I assume a stack overflow in native code would then be considered a native code error by virtue of not fitting within the reserved stack space? It looks like those would be program-ending faults still. One of the reasons we want lucet-runtime to continue handing segfaults in the stack guard page is to try isolating these errors, but if we end up needing to unwind native call frames to run destructors we might use more stack leading to an overflow when trying to unwind from an overflow...

alexcrichton commented 4 years ago

@iximeow that sounds like a strategy that would work for this as well.
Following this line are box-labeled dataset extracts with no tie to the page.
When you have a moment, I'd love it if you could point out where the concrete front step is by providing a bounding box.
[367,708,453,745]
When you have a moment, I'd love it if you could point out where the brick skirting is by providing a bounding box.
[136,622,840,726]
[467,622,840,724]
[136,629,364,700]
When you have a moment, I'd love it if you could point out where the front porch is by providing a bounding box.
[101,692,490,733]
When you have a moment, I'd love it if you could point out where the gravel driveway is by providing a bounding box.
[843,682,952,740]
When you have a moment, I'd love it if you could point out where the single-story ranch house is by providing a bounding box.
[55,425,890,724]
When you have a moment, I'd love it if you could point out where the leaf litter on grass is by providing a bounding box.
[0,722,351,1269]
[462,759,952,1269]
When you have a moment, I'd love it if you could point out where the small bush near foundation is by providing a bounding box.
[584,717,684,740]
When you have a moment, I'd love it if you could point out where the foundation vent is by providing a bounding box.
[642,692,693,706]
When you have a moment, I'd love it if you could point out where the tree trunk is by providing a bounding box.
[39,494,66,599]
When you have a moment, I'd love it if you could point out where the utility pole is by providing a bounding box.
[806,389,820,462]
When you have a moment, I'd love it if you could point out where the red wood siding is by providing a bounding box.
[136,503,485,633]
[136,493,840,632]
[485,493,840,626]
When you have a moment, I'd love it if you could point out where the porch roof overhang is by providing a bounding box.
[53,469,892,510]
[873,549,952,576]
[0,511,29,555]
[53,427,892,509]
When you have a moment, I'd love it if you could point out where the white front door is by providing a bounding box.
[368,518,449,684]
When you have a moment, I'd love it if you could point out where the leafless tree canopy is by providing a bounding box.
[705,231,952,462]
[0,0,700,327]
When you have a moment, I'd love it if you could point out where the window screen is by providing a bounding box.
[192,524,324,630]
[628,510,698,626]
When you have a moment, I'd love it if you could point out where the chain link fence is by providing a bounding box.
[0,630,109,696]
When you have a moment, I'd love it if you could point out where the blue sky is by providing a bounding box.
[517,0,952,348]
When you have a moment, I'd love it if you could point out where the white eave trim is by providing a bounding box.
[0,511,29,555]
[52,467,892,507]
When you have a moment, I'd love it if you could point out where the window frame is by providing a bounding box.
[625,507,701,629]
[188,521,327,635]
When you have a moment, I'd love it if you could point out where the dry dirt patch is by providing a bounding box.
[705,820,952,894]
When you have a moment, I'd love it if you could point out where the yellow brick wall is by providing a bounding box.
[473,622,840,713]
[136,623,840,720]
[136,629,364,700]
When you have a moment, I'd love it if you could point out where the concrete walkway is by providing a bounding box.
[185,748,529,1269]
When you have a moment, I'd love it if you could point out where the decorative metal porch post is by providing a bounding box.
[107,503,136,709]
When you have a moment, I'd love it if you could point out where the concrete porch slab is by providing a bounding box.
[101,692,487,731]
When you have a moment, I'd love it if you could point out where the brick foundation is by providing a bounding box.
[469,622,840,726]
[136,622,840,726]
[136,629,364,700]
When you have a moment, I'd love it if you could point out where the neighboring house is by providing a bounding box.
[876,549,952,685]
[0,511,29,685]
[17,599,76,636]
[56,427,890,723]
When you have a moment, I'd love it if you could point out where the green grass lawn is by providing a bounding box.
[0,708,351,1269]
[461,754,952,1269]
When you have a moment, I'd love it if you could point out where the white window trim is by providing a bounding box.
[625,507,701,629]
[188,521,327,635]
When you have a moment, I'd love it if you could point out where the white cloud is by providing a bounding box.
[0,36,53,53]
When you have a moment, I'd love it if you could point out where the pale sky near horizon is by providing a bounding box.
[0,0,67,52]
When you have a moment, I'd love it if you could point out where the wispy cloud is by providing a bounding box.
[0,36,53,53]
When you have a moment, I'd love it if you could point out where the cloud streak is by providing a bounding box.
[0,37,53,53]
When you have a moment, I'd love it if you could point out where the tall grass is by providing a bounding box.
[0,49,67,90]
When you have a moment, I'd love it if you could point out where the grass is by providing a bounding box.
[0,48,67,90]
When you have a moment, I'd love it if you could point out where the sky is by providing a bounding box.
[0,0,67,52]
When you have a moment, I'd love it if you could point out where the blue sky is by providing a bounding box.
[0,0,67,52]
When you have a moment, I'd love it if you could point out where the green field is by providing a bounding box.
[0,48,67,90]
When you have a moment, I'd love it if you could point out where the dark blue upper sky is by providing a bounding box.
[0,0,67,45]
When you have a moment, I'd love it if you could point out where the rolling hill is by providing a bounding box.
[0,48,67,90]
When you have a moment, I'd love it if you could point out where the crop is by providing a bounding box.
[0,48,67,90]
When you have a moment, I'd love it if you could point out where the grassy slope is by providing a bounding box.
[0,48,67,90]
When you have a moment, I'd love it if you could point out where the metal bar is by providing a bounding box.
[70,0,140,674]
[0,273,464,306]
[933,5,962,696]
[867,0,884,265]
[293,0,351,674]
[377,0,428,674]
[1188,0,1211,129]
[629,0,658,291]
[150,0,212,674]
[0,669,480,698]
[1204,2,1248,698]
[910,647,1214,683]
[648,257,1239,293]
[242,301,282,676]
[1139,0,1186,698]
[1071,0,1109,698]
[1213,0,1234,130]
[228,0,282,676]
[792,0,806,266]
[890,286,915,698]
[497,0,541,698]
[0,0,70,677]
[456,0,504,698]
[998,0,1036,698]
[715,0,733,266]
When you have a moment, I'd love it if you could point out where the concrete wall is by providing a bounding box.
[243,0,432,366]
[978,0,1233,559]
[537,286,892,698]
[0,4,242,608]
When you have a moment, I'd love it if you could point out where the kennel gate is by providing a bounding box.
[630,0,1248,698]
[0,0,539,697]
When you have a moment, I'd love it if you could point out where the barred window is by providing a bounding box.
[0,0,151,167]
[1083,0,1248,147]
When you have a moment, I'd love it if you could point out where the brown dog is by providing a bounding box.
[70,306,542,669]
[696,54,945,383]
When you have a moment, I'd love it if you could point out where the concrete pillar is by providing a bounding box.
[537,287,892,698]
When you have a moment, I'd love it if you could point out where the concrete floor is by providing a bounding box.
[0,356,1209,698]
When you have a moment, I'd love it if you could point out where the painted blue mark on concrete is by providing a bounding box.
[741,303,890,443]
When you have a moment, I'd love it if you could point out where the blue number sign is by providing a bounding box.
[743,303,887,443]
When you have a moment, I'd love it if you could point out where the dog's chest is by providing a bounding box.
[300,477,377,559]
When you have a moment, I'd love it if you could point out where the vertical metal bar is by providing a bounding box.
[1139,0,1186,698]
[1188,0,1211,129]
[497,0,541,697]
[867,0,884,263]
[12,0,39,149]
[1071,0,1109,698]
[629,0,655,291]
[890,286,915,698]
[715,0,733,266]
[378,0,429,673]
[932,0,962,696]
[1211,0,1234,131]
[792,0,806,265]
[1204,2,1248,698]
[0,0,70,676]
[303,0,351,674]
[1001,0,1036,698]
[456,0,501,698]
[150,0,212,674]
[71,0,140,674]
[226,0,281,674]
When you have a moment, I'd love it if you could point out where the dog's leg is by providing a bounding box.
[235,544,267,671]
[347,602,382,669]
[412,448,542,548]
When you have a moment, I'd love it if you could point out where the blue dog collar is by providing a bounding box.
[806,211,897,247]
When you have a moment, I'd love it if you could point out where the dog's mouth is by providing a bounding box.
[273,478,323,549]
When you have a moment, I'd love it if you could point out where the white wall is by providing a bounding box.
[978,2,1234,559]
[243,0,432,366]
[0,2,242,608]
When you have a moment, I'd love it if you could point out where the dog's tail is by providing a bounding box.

I'm always iffy myself on tracking stack sizes, but the general idea is the same where whenever native code is running we try to provide a guarantee there's a "reasonable amount of stack space". I figured though that if this limit was ever blown we'd just return a wasm stack overflow trap rather than trying to allocate more native stack at the last second to keep running code.

I think we'd definitely want to handle mutually recursive wasm/native code, and my thinking there at lesat is that you might get some weird errors like shallow wasm invocations triggering stack overflow b/c a previous wasm module recursed so much, but as long as everything has pretty reasonable limits I think it'll probably turn out roughly ok.

I do agree yeah native stack overflow is still going to be a program-ending fault, and I'm mostly uncomfortable running sigsegv signals on the sigaltstack which is frequently too small, and if we didn't do that there'd be no way to have libstd's nice "you overflowed the stack" message as well.